Wednesday, October 31, 2012

King of Saudi Arabia Wants United Nations to Take Action Against Insults to Islam

Barak Obama and Saudi King Abdullah: They seem to agree

Responsible investigative journalism in the United States has debunked White House and State Department claims that the terrorist murders at the Benghazi U.S. consulate Sept. 11 were a spontaneous reaction of Muslim faithful to a little known YouTube video criticizing the Prophet Mohammad.
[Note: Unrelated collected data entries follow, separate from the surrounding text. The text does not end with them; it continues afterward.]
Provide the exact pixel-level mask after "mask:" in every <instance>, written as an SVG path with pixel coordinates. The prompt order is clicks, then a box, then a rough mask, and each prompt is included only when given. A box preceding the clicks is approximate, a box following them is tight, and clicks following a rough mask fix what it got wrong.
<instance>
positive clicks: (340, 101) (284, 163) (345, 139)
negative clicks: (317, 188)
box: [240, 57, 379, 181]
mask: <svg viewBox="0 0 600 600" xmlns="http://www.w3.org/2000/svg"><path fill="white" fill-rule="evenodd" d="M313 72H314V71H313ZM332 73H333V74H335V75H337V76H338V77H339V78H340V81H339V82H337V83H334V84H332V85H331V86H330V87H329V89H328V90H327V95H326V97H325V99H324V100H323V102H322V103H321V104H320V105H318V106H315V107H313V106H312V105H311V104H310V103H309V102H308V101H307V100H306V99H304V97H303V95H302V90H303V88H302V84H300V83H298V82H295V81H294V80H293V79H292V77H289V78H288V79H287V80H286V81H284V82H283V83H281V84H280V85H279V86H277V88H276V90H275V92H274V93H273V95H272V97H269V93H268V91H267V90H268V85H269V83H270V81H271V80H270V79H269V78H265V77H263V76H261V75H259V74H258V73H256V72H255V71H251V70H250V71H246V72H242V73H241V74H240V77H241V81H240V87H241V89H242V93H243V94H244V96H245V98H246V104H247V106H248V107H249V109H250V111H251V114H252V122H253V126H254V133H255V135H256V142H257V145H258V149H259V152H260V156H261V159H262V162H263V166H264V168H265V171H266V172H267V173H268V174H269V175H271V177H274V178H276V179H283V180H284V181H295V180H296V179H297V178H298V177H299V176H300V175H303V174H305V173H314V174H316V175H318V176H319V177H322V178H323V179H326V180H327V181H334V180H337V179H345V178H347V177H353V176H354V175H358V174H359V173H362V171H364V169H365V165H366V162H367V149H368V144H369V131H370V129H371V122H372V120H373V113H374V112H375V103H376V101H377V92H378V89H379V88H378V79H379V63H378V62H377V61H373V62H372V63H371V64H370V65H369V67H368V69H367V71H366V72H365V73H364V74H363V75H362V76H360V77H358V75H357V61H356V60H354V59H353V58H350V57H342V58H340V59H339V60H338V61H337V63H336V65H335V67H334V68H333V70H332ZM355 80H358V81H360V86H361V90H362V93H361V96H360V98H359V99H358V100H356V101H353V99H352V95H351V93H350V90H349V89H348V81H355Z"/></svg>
But Saudi Arabia's King
Abdullah bin Abdulaziz is keeping the issue alive with a demand for action by the U.N. against "insults to religions and prophets."

Speaking on Oct. 27, King Abdullah demanded a UN resolution condemning insults on monotheistic religions."I demand a UN resolution that condemns any country or group that insults religions and prophets," he said during a meeting at his palace with religious figures and heads of hajj delegations in the Mina valley where pilgrims were performing final rituals of hajj.

"It is our duty and that of every Muslim to protect Islam and defend the prophets."

The king also called on Saturday for the "unity of the Islamic nation (and) rejecting division to face the nation's enemies" as he urged for dialogue among Muslims.

"Dialogue strengthens moderation and ends reasons of conflict and extremism," he said.
"The interconfessional dialogue center which we had announced in Mecca does not necessarily mean reaching agreements on the matters of belief, but it aims at reaching solutions to divisions and implementing co-existance among sects," he added.

The interconfessional dialog center could be put to good use toward developing agreement within Islam that there exists a civil society, outside of the purview of religious activity, in which citizens of modern nations  of all faiths may carry out their business and freely offer their opinions and efforts to solve problems and advance social well being. This method has worked well in the United States and other western nations, which uphold the principle of free speech.